KDD vs Data mining
KDD (Knowledge Discovery in Databases) is a field of computer science, which includes the tools and theories to help humans in extracting useful and previously unknown information (i.e. knowledge) from large collections of digitized data. KDD consists of several steps, and Data Mining is one of them. Data Mining is application of a specific algorithm in order to extract patterns from data. Nonetheless, KDD and Data Mining are used interchangeably.
What is KDD?
As mentioned above, KDD is a field of computer science, which deals with extraction of previously unknown and interesting information from raw data. KDD is the whole process of trying to make sense of data by developing appropriate methods or techniques. This process deal with the mapping of low-level data into other forms those are more compact, abstract and useful. This is achieved by creating short reports, modeling the process of generating data and developing predictive models that can predict future cases. Due to the exponential growth of data, especially in areas such as business, KDD has become a very important process to convert this large wealth of data in to business intelligence, as manual extraction of patterns has become seemingly impossible in the past few decades. For example, it is currently been used for various applications such as social network analysis, fraud detection, science, investment, manufacturing, telecommunications, data cleaning, sports, information retrieval and largely for marketing. KDD is usually used to answer questions like what are the main products that might help to obtain high profit next year in Wal-Mart?. This process has several steps. It starts with developing an understanding of the application domain and the goal and then creating a target dataset. This is followed by cleaning, preprocessing, reduction and projection of data. Next step is using Data Mining (explained below) to identify pattern. Finally, discovered knowledge is consolidates by visualizing and/or interpreting.
What is Data Mining?
As mentioned above, Data Mining is only a step within the overall KDD process. There are two major Data Mining goals as defined by the goal of the application, and they are namely verification or discovery. Verification is verifying the user’s hypothesis about data, while discovery is automatically finding interesting patterns. There are four major data mining task: clustering, classification, regression, and association (summarization). Clustering is identifying similar groups from unstructured data. Classification is learning rules that can be applied to new data. Regression is finding functions with minimal error to model data. And association is looking for relationships between variables. Then, the specific data mining algorithm needs to be selected. Depending on the goal, different algorithms like linear regression, logistic regression, decision trees and Naïve Bayes can be selected. Then patterns of interest in one or more representational forms are searched. Finally, models are evaluated either using predictive accuracy or understandability.
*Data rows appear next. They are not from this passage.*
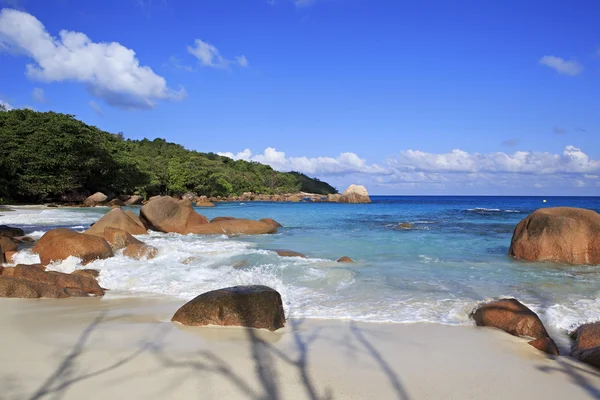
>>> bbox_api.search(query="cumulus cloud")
[389,145,600,174]
[88,100,104,117]
[218,147,388,176]
[0,9,186,109]
[502,139,519,147]
[552,126,567,135]
[0,100,14,111]
[218,146,600,194]
[235,56,248,68]
[31,88,48,103]
[539,56,583,76]
[187,39,248,68]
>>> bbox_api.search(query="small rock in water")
[397,222,413,229]
[569,322,600,368]
[0,225,25,237]
[273,250,306,258]
[172,285,285,331]
[471,299,558,354]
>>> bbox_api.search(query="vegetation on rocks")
[0,109,337,202]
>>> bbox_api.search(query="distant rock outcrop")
[172,285,285,331]
[338,184,371,203]
[509,207,600,264]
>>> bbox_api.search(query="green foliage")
[0,109,336,201]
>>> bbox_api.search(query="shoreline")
[0,296,600,399]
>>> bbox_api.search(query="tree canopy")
[0,109,337,202]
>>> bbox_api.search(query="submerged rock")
[338,184,371,203]
[272,250,306,258]
[471,299,558,355]
[172,285,285,331]
[569,322,600,368]
[123,242,158,260]
[196,201,215,207]
[397,222,413,229]
[83,192,108,207]
[125,194,144,206]
[190,219,277,235]
[32,228,113,264]
[259,218,283,229]
[140,196,208,235]
[0,225,25,237]
[84,208,148,237]
[509,207,600,264]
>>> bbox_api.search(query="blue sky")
[0,0,600,195]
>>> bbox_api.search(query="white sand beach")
[0,297,600,400]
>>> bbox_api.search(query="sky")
[0,0,600,196]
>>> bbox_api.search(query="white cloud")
[539,56,583,76]
[0,100,14,111]
[187,39,248,68]
[88,100,104,117]
[187,39,228,68]
[218,146,600,194]
[218,147,388,176]
[388,146,600,174]
[0,9,185,109]
[31,88,48,103]
[235,56,248,68]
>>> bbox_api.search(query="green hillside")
[0,109,337,202]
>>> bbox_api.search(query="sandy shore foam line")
[0,297,600,400]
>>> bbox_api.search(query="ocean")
[0,196,600,331]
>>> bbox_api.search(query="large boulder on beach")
[188,219,277,235]
[471,299,558,355]
[210,217,235,222]
[569,322,600,368]
[0,225,25,237]
[338,184,371,203]
[32,228,113,264]
[140,196,209,235]
[0,236,19,253]
[83,192,108,207]
[84,208,148,237]
[2,265,104,296]
[509,207,600,265]
[472,299,548,339]
[104,228,158,260]
[172,285,285,331]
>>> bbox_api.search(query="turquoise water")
[0,196,600,330]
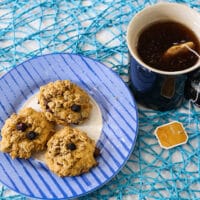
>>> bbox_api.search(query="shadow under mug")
[127,3,200,111]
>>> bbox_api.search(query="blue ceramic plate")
[0,54,138,199]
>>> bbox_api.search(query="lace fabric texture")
[0,0,200,200]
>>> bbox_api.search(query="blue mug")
[127,3,200,111]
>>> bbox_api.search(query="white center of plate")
[23,94,103,161]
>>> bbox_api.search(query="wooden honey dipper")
[163,42,195,59]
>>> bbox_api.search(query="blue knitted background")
[0,0,200,200]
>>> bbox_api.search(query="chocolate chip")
[94,147,100,158]
[26,131,38,140]
[16,123,28,132]
[67,143,76,151]
[71,104,81,112]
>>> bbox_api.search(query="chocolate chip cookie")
[0,108,54,159]
[38,80,92,125]
[45,126,97,177]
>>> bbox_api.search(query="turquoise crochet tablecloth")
[0,0,200,200]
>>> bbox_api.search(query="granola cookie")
[38,80,92,125]
[45,126,97,177]
[0,108,54,159]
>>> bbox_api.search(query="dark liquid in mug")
[137,21,200,71]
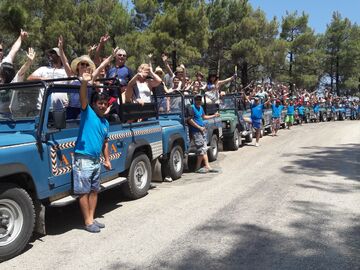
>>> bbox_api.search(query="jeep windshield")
[0,84,44,121]
[152,94,188,115]
[220,96,236,110]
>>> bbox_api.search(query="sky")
[249,0,360,33]
[121,0,360,33]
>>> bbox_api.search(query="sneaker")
[149,183,156,189]
[84,223,100,233]
[195,167,209,173]
[93,220,105,229]
[164,176,173,182]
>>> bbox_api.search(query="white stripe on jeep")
[0,142,36,150]
[50,127,162,176]
[150,141,163,159]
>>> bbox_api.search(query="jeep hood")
[159,119,181,127]
[0,132,36,148]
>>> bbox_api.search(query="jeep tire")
[245,129,254,143]
[227,128,241,151]
[208,134,219,162]
[122,152,152,200]
[161,145,184,180]
[0,184,35,262]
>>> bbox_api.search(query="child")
[73,71,111,233]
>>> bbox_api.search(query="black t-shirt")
[153,82,166,96]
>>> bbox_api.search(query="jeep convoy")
[0,79,358,261]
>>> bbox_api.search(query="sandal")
[195,168,209,173]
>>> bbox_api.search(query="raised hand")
[26,48,36,62]
[58,35,64,51]
[161,53,168,63]
[112,47,119,57]
[100,34,110,44]
[88,44,97,55]
[80,71,92,82]
[20,29,29,40]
What is the difference between KDD and Data mining?
Although, the two terms KDD and Data Mining are heavily used interchangeably, they refer to two related yet slightly different concepts. KDD is the overall process of extracting knowledge from data while Data Mining is a step inside the KDD process, which deals with identifying patterns in data. In other words, Data Mining is only the application of a specific algorithm based on the overall goal of the KDD process.